2. Capital Mandates • Issuance/Sale Mandate: Directors may issue new shares/ADSs or resell treasury shares of up to 20% of issued share capital (≈906.36 million shares). • Repurchase Mandate: Authority to buy back up to 10% of issued shares (≈453.18 million shares). • Extension Mandate: Repurchased shares can be added to the issuance limit, raising the potential to 30% of issued capital.
3. Auditor • Ernst & Young proposed for re-appointment; estimated FY-2026 audit fee: US$2.10-2.50 million.
4. Corporate Governance • Adoption of a Third Amended & Restated Memorandum and Articles to align with HKEX Core Shareholder Protection Standards and permit virtual meetings.
5. 2026 Share Incentive Plan • Scheme size: up to 5% of issued shares (≈226.59 million shares). • Service-provider sub-limit: 0.5% of issued shares (≈22.66 million shares). • Awards may include RSUs and options; minimum 12-month vesting unless specific exemptions apply. • No further grants will be made under the 2021 plan once the 2026 plan is adopted.
6. Revised Continuing Connected Transactions with Xiaomi Cloud services (provision by Kingsoft Cloud to Xiaomi Corp.): • 2026 cap lifted to RMB 4.00 billion (from RMB 3.14 billion). • 2027 cap set at RMB 6.00 billion (from RMB 4.04 billion).
Hardware procurement (purchases from Xiaomi Corp.): • 2026 cap boosted to RMB 1.00 billion (original cap RMB 6.70 million). • New 2027 cap introduced at RMB 1.50 billion.
The revisions follow Xiaomi’s rapid AI-driven expansion and Kingsoft Cloud’s growing infrastructure needs. Xiaomi directly and indirectly holds about 10.29% of Kingsoft Cloud’s shares; Kingsoft Corporation remains the largest shareholder at 32.94%.

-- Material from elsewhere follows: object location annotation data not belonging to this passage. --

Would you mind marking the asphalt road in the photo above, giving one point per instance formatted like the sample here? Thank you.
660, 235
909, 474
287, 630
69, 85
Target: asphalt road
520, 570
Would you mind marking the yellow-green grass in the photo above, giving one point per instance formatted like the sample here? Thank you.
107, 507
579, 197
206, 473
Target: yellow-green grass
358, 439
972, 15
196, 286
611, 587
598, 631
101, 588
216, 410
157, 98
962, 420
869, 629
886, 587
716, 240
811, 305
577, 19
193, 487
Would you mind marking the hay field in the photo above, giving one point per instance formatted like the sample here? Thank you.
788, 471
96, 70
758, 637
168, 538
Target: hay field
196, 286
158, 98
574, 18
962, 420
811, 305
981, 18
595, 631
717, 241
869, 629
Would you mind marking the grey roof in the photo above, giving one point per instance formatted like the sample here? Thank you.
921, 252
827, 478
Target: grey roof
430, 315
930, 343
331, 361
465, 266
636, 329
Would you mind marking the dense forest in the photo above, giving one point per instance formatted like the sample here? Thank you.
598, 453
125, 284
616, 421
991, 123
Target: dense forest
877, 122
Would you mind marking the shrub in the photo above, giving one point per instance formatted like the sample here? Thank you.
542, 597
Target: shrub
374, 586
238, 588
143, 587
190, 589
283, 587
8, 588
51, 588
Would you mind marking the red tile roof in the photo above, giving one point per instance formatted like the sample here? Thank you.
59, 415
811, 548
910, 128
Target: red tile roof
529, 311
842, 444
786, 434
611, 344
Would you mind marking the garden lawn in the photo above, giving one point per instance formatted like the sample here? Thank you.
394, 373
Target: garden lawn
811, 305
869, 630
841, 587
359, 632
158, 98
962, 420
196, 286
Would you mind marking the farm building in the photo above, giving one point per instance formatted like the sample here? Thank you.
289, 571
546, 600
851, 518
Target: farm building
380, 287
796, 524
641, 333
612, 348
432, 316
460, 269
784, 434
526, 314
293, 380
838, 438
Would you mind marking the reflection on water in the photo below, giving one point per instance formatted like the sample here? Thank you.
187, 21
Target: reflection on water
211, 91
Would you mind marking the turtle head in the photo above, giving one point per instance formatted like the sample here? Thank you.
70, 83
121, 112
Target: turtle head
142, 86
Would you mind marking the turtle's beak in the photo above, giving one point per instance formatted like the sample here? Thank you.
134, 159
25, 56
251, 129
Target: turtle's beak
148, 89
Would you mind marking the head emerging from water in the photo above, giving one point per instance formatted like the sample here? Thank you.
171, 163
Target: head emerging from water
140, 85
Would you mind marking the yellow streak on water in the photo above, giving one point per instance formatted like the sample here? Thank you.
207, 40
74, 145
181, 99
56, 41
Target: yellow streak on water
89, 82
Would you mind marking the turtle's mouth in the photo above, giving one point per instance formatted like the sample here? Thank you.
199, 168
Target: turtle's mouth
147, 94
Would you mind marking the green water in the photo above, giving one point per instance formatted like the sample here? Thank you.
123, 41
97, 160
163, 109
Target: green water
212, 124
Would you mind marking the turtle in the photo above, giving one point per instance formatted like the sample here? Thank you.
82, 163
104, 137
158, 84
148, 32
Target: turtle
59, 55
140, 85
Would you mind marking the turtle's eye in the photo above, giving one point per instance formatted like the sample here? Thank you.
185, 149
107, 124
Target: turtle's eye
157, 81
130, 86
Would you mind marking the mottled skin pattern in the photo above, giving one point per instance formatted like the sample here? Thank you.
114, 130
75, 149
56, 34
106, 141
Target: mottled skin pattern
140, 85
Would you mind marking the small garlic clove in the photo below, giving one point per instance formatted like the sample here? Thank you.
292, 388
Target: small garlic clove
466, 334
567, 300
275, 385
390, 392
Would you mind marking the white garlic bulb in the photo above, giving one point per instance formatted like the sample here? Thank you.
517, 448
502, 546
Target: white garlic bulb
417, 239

7. Independent Scrutiny • Independent Board Committee and Somerley Capital recommend shareholders approve the revised Xiaomi caps, deeming terms fair and on normal commercial conditions.
8. Voting Arrangements • Shareholders on record as of 2 June 2026 (Hong Kong time) may vote in person or by proxy. ADS holders on record the same day (New York time) should submit voting instructions to The Bank of New York Mellon.
All resolutions require ordinary approval except the constitutional amendments, which need a special resolution.